Peters’ works were first exhibited at David Gill Gallery in November 2017 as part of ‘Vases and Vessels’, curated by Gianluca Longo. She joined David Gill Gallery in May 2018, and represented her first solo exhibition, ‘Saints and Spirits’, in November of that year. The exhibition offered an unexpected menagerie of shrine statues, evoking folk beliefs and household worship from across the world. Combining pagan and primitive beliefs with Christian iconography, these ceramic figures are part of a cadre of non-canonical Saints, conjured from the stories and animal symbolism of various peoples across the world.
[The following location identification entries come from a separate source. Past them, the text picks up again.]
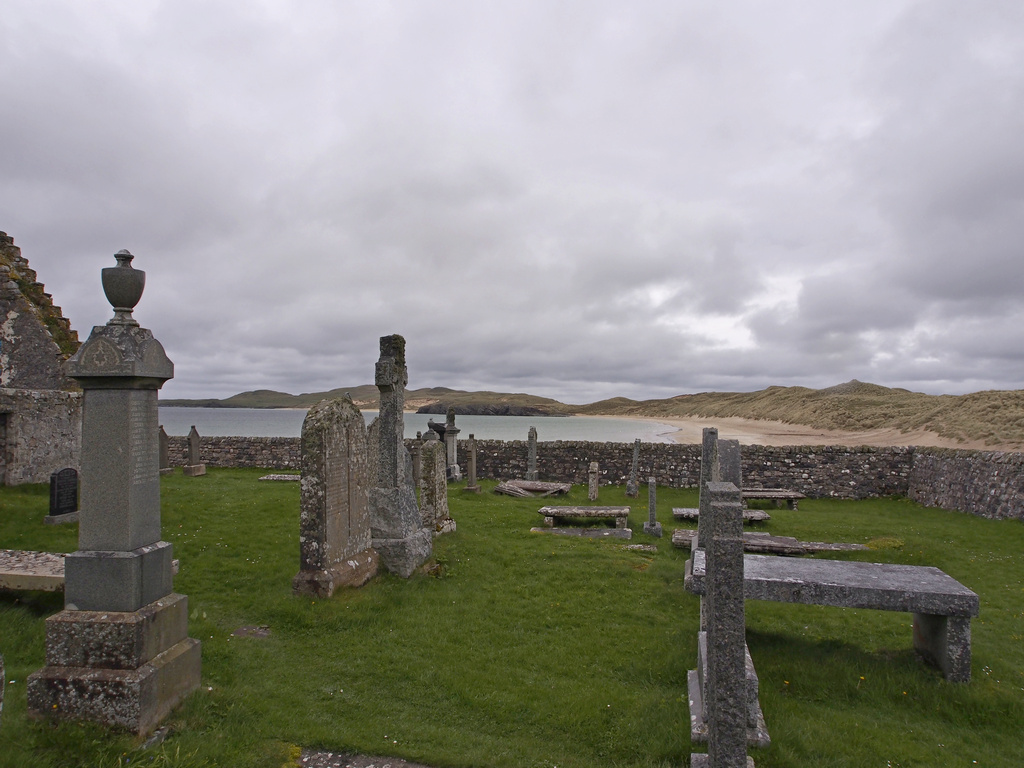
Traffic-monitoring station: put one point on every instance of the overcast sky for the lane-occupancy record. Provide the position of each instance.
(578, 199)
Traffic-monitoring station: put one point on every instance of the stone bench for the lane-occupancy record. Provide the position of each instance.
(942, 607)
(617, 514)
(792, 498)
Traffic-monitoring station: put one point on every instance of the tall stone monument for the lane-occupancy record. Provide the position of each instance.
(452, 446)
(433, 489)
(592, 481)
(119, 652)
(632, 489)
(397, 529)
(471, 484)
(334, 519)
(531, 455)
(195, 467)
(652, 526)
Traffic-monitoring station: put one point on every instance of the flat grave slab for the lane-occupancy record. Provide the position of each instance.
(768, 544)
(619, 514)
(693, 513)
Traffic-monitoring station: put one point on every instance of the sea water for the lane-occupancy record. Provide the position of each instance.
(250, 422)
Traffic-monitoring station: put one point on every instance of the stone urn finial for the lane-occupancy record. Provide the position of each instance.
(123, 286)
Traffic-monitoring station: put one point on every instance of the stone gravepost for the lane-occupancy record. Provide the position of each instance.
(632, 489)
(334, 517)
(397, 529)
(725, 693)
(64, 497)
(433, 489)
(652, 526)
(592, 480)
(452, 446)
(531, 455)
(165, 452)
(119, 652)
(195, 467)
(471, 484)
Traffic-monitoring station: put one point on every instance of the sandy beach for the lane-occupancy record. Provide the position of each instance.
(757, 432)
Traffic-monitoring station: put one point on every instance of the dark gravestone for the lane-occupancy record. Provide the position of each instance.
(64, 497)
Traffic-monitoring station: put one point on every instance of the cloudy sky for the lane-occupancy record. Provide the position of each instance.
(578, 199)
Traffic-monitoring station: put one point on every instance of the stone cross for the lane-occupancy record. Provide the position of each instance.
(531, 455)
(433, 489)
(471, 484)
(632, 491)
(119, 652)
(592, 479)
(652, 526)
(194, 468)
(397, 529)
(334, 516)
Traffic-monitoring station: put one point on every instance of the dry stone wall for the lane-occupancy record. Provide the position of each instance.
(984, 483)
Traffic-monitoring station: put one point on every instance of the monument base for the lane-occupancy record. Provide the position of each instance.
(125, 669)
(354, 571)
(402, 556)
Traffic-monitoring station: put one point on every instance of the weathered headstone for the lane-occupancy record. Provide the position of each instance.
(195, 467)
(592, 481)
(119, 652)
(632, 489)
(64, 497)
(334, 519)
(433, 489)
(471, 484)
(165, 453)
(724, 690)
(652, 526)
(397, 529)
(452, 446)
(531, 455)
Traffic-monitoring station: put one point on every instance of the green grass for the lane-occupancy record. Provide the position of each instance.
(530, 649)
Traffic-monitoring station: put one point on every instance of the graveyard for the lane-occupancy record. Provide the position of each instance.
(487, 655)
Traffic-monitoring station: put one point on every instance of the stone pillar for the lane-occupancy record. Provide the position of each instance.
(725, 687)
(165, 451)
(119, 652)
(632, 489)
(471, 484)
(531, 455)
(195, 467)
(334, 515)
(396, 525)
(433, 489)
(652, 526)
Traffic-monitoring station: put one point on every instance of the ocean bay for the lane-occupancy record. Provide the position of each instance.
(245, 422)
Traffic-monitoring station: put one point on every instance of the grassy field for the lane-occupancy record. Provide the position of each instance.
(526, 649)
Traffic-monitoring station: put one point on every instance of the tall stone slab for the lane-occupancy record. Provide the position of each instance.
(334, 519)
(632, 489)
(119, 652)
(433, 489)
(531, 455)
(195, 468)
(471, 484)
(652, 526)
(397, 529)
(593, 477)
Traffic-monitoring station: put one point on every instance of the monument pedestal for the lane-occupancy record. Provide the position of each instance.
(128, 669)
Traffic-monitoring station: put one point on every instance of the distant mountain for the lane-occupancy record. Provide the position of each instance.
(995, 417)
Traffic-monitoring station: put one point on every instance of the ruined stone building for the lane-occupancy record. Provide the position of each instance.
(40, 409)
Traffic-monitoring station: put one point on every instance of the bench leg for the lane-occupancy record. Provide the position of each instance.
(944, 641)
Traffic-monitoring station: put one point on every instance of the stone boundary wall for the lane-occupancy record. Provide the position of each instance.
(984, 483)
(987, 483)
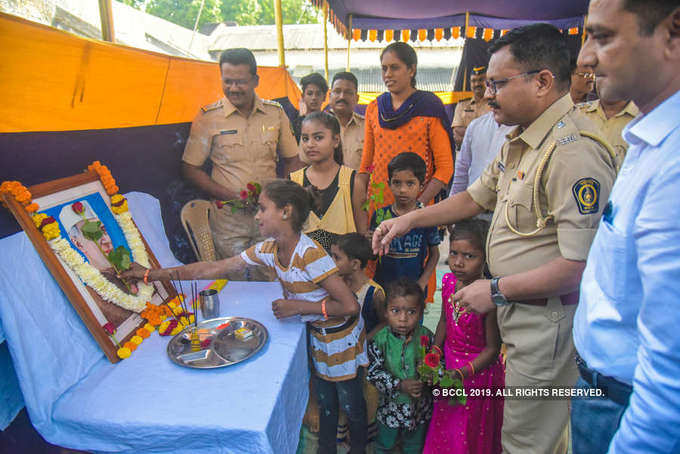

Previous projects include ‘Secrets of the Hidden North’, which imagined the results of an archaeological dig in the Northumberland National Park, above Hadrian’s Wall. The ceramics from this project were enveloped in the narrative of the wall. Unique in terms of style, motif and decoration, they carried clear Roman influences in their stories, form and design, whilst being simultaneously stylistically different enough for it to be obvious they were made by a different people. The objects in the images seem to be related to pagan rituals and worships, with an emphasis on nature and animals. Specifically, each image portrays the same woman in a variety of animal guises.

Writing of the imagined history behind this body of work, Peters observes:

“Historians posit the theory that these objects were made by a group of combined Romans and Celtic Britons who chose to live outside of the conflict, living hidden just above the Roman territories until the fighting forced them to abandon their settlement. In this exhibition, we see their gods, their myths and their history for the first time.”

Peters graduated from Central Saint Martins College of Art and Design with a BA Hons in Ceramic Design in 2017. Her work has been exhibited at the Lethaby Gallery, London, the British Ceramics Biennial in Stoke-on-Trent, and the Pangolin Gallery, London.